Summary: AVX-512 adds many instructions that can replace what used to take 3 les...

Zardoz84 · on June 20, 2023

> Because of the number of registers and 512 bits width, it takes a lot of space in silicon. This makes it costly, and so is reserved for more expensive CPUs.

> Had it been limited to, or also offered in a 256 bits version, this instruction set would have most likely be included in many more CPUs. Making it much more useful.

Someone it's blatantly ignoring AMD CPUs...

bombela · on June 20, 2023

I merely summarized the article, don't shoot the messenger :)

brrrrrm · on June 20, 2023

AMD supports the 256 wide subset of the AVX-512 ISA?

MobiusHorizons · on June 20, 2023

When amd launched AVX-512 support, it was present on all cores of that generation. I think it was zen 3, but I might be misremembering. If I recall correctly it was using 256 bit vectors internally, so full 512 bit operations were slower than intel.

KolenCh · on June 21, 2023

It takes a double pumped approach to use 2 cycle with 256bit wide to finish a AVX 512 instruction. So it sort of does.

reitzensteinm · on June 20, 2023

The physical register file is much larger than the logical register count. A budget option could simply reduce the amount of renaming done to save space.

In Intel's case, Cannon Lake did have AVX 512, but was blocked from being a mainstream part due to 10nm yields. And then their rushed efficiency core strategy effectively disabled AVX-512 just as they were getting back on track.

I don't think there's an intrinsic reason you couldn't have efficiency cores run AVX-512 albeit slowly and expect we'll see just that.

phh · on June 20, 2023

> And then their rushed efficiency core strategy effectively disabled AVX-512 just as they were getting back on track.

I partly blame Linux for that. I remember asking at Kernel Recipes about supporting truly heterogenous multi - processor systems and got shrugged "don't buy broken hardware". Back then, it was for a Broadcom home gateway product, which has an asymmetrical dual core, one with a FPU, the other without. Since then we have seen many examples of such assymetry: most HMP smartphones have asymmetrical instruction set. Mono (and probably all JIT VMs) hit issues of varying cache length so the perfect abstraction is already gone. And now we have Intel E vs P. This is a rather hard problem, I won't pretend otherwise but the amount of dead silicon, and lost power efficiency accumulates significantly.

the8472 · on June 20, 2023

At least on x86 the CPUID instruction is part of the problem. Userspace can do feature-detection and then rely on that.

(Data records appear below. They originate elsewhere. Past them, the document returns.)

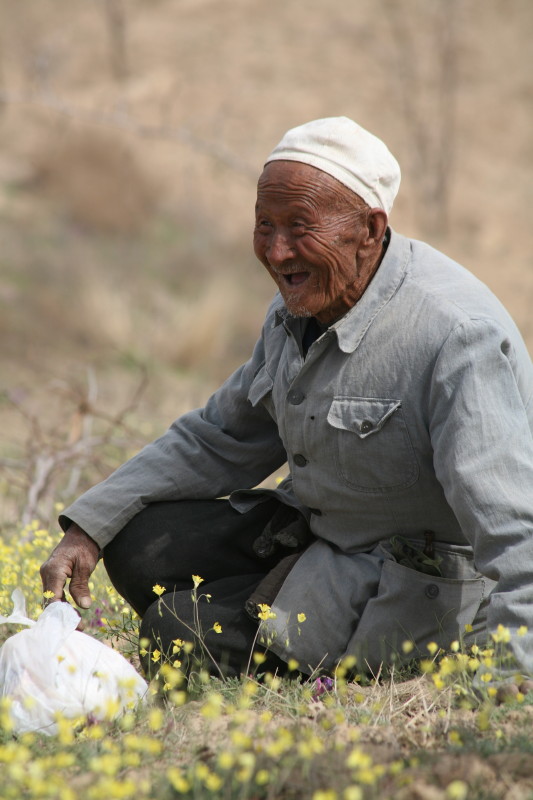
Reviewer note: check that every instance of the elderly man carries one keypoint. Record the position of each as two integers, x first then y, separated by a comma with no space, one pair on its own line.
400,393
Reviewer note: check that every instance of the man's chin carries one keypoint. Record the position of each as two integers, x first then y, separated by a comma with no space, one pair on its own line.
297,310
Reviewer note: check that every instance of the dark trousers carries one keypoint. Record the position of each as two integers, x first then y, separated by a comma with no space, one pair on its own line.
168,543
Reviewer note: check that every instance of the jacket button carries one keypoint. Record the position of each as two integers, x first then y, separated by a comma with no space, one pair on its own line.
296,397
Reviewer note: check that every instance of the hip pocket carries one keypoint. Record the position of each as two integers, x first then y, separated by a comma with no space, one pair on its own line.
415,607
373,450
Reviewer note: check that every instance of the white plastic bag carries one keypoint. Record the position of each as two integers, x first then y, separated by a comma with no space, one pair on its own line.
51,667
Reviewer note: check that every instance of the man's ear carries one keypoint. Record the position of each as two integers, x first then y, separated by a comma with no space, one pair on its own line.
377,225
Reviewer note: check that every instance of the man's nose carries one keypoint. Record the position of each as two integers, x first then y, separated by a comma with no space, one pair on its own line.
279,249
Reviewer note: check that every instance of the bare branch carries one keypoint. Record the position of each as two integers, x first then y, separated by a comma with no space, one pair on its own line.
121,120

But if it's inconsistent between cores then thread migration would cause illegal instruction faults.

If the kernel tried to fix that by moving such faulting threads to P-cores that would lead to a memcpy routine with AVX512 instructions cause all threads to be moved off E-cores.

So first intel would have to introduce new CPUID semantics to indicate that e.g. AVX512 is not supported by default and then a separate flag indicating that it's specifically supported on this core and then userspace would have to pin the thread if it wants to use them or stick to the default set if it wants to be migratable.

phh · on June 20, 2023

I don't really know how CPUID works, but I'm guessing it can be trapped by Linux. So I think that a first "stupid" implementation would be for Linux to report in CPUID intersecting section of CPUs on which the process is allowed to run. So if you want to run AVX512, you first need to pin that process to an AVX512 CPU. You would be able to find an AVX512 CPU by checking in /proc/cpuinfo. (even this "simple" variant is far from first because the cpuset can be changed dynamically in various ways, like Android would move a process from foreground CPUs to backgrouns CPUs using cgroups)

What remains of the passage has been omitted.